Baltimore officers' statements in Freddie Gray case ruled admissible

Story highlights

  • Judge announces gag order, preventing attorneys from discussing the case outside their legal teams
  • One officer had argued she felt compelled, as a department employee, to answer colleagues' questions
  • Freddie Gray, 25, suffered a fatal spinal injury while being transported in a police van in April

(CNN)Statements given to investigators by two Baltimore police officers charged in Freddie Gray's death can be used in their trials, a Maryland circuit court judge ruled Tuesday at a pretrial hearing.

Sgt. Alicia White and Officer William Porter are two of the six officers charged in Gray's death.
Authorities say Gray, 25, suffered a spinal injury while being transported in a police van in April. He died one week later.
    His death sparked outrage and demonstrations, some of which were plagued by arson, vandalism and looting, despite his family's pleas for peace.
    The six officers, who authorities say played various roles in Gray's arrest and transportation to a police booking facility, face separate trials on charges ranging from assault to murder. The first -- Porter's -- is due to start in late November.
    All six have pleaded not guilty.
    Also on Tuesday, Judge Barry Williams announced a gag order, preventing attorneys on both sides from discussing the case with anyone outside of their legal teams.

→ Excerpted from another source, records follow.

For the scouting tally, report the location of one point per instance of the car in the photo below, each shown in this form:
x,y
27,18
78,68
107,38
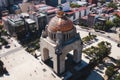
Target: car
x,y
7,46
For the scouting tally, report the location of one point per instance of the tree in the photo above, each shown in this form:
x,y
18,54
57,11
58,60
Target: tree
x,y
109,71
117,21
117,77
112,5
108,24
102,1
118,63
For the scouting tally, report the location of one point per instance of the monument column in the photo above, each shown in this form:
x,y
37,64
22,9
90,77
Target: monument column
x,y
59,63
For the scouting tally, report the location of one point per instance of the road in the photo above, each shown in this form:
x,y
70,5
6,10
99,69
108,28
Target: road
x,y
98,33
11,51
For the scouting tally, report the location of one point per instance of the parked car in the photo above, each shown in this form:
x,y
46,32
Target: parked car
x,y
7,46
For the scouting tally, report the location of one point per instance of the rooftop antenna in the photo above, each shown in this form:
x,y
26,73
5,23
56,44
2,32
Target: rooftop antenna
x,y
59,5
59,2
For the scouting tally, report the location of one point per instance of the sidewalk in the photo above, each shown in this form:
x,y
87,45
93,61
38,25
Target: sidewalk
x,y
112,36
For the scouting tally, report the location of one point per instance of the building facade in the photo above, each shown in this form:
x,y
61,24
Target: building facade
x,y
59,38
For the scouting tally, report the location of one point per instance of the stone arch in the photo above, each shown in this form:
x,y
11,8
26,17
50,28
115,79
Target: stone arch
x,y
45,54
76,55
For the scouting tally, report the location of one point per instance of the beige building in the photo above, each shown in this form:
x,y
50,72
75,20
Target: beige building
x,y
59,38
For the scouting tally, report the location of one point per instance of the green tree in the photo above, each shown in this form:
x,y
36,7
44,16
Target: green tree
x,y
117,77
112,5
117,21
108,24
102,1
109,71
118,63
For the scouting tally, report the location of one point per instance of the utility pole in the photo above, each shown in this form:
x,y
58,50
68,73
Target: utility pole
x,y
59,2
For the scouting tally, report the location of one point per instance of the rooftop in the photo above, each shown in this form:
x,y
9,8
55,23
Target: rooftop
x,y
23,66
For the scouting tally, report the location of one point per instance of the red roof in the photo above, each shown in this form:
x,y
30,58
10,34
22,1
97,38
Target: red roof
x,y
49,9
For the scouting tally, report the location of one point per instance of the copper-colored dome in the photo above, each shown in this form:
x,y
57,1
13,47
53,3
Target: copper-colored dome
x,y
60,23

    White argued she felt compelled to give statement

    Gray was arrested on a weapons charge April 12 and suffered a severe spinal cord injury while being taken away in a police van, authorities said. That injury led to his death seven days later.
    State's Attorney Marilyn Mosby has said Gray's injury happened because he was handcuffed and shackled -- but not buckled in -- inside the police van.
    Five of the six officers charged in Gray's death gave statements to the department. The only one who did not was Caesar Goodson, who police say drove the van.
    Detectives interviewed White twice, on April 12 and April 17. In court Tuesday, White's attorneys argued that she felt compelled to answer detectives' questions because of her department's standing order requiring officers to provide statements in investigations.
    Prosecutors argued that White was interviewed only as a witness in the case on April 12, and when she was re-interviewed five days later because of alleged inconsistencies in accounts, she signed a statement waiving her Miranda rights to silence.
    Porter's attorneys argued that under the Maryland Law Enforcement Officers Bill of Rights, his statements should not be admitted. Judge Williams ruled otherwise.